1.) In your process of entrepreneurship, can you describe three significant obstacles you faced and how you over came them?

“… getting into radio is very, very difficult. I guess one obstacle is just getting somebody to answer me. I wrote to every single station in the Dallas area and no one even responded. I sent resume, I had been noodling with sound. Finally, someone at KERA gave me a shot. Really, the obstacle I had to face was just getting in the door for something that’s very precarious anyway. Another obstacle… Just trying to get experience with equipment was very, very difficult. Third, going back to my animation background. For some reason, I picked fields that were very difficult to get into. I had to kind of overcome that and teach myself and get contact myself by just banging on doors and writing letters. That’s kind of a recurring theme with my obstacles.”

2.) Were there any moments in your process where you considered giving up or were there moments where there seemed to be no light?

“Absolutely. When I was trying to get into radio itself and just sending tapes and no one was responding. It took me 2 years of consistent banging on doors to get any experience. No one responded. Even a professional in the business told me, he was a weather guy, he said ‘turn away and run, don’t get into this field.’ With other people, you’ll hear ‘I just kept on doing it and I knew it was supposed to happen’ but I didn’t think that way.
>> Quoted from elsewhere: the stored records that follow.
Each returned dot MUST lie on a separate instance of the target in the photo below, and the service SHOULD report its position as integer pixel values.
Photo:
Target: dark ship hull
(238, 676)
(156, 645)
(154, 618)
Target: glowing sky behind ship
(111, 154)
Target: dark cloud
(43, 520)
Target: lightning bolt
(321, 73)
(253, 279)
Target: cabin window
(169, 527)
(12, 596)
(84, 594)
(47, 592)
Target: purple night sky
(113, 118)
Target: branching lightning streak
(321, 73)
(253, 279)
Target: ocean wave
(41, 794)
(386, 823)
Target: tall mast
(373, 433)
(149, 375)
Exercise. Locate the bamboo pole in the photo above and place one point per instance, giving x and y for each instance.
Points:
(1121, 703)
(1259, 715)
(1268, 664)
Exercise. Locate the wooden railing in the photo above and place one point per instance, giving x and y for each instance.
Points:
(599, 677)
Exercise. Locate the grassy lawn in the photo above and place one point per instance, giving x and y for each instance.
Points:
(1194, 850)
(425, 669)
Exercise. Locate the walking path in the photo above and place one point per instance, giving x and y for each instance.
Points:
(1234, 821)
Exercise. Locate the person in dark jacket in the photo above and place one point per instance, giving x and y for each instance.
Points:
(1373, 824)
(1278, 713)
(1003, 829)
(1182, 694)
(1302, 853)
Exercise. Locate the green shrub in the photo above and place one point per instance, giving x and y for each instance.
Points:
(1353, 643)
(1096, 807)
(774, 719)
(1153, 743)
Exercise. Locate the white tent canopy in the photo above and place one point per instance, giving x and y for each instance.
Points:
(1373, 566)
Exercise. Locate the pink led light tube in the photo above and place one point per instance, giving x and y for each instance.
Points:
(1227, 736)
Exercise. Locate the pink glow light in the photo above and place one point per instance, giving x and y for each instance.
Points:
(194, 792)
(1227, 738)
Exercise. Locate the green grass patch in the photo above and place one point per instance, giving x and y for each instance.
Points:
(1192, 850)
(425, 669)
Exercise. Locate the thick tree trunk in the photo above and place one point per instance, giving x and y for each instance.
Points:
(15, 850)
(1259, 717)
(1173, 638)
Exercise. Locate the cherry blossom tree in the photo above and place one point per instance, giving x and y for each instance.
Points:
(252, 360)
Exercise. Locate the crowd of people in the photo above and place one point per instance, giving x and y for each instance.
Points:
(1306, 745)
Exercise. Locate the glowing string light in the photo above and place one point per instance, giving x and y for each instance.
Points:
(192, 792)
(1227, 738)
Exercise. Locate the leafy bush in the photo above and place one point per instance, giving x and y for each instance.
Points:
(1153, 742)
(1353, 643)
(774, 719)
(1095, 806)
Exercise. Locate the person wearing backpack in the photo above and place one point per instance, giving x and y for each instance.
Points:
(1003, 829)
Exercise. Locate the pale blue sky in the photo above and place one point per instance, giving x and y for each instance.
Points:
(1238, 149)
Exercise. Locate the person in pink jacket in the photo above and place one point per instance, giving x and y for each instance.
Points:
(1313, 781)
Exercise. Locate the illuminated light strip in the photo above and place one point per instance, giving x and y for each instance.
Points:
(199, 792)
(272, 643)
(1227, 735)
I thought all that was a bunch of nonsense and I was ready to give up, but finally somebody responded. They let me come in 2 nights a week. I got my foot in the door.”

3.) What role has change played in your process, if any? Have you changed?

“It’s big, especially in my life. There’s a song by Rush, “Tom Sawyer,” it has a genius line: ‘He knows his changes aren’t permanent, but change is’. That’s always been a philosophy of mine even though it’s been very personally difficult to accept change. Change is expected in radio. People come, people go. I’m more patient now, more easy to adapt to a certain situation.”

4.) What key takeaway or knowledge have you gained as a result of your experience?

“…I have a 7-year old boy and, to me, the most important thing to instill in him, as far as I’m concerned, is self confidence, a true belief in him that ‘yes, I can do anything, whatever it is I want to do, I can do it and nothing can stop me’. Really truly believe it, if you wanna be something. There’s a line from “Head Full of Doubt” by The Avett Brothers: ‘Decide what to be, and go be it’. Go bang on doors, whatever it takes to be it and go do it. Don’t let anyone cause you to doubt yourself whatever it is. I wish I had more of that. I listened to too many people growing up.”

These interviews and analyses were conducted by student Joe Whitenton for the Arts Entrepreneurship program at Meadows School of the Arts, SMU. They were created for the class Entrepreneurship and the Hero Adventure and are part of a blog series called Heroes Among Us.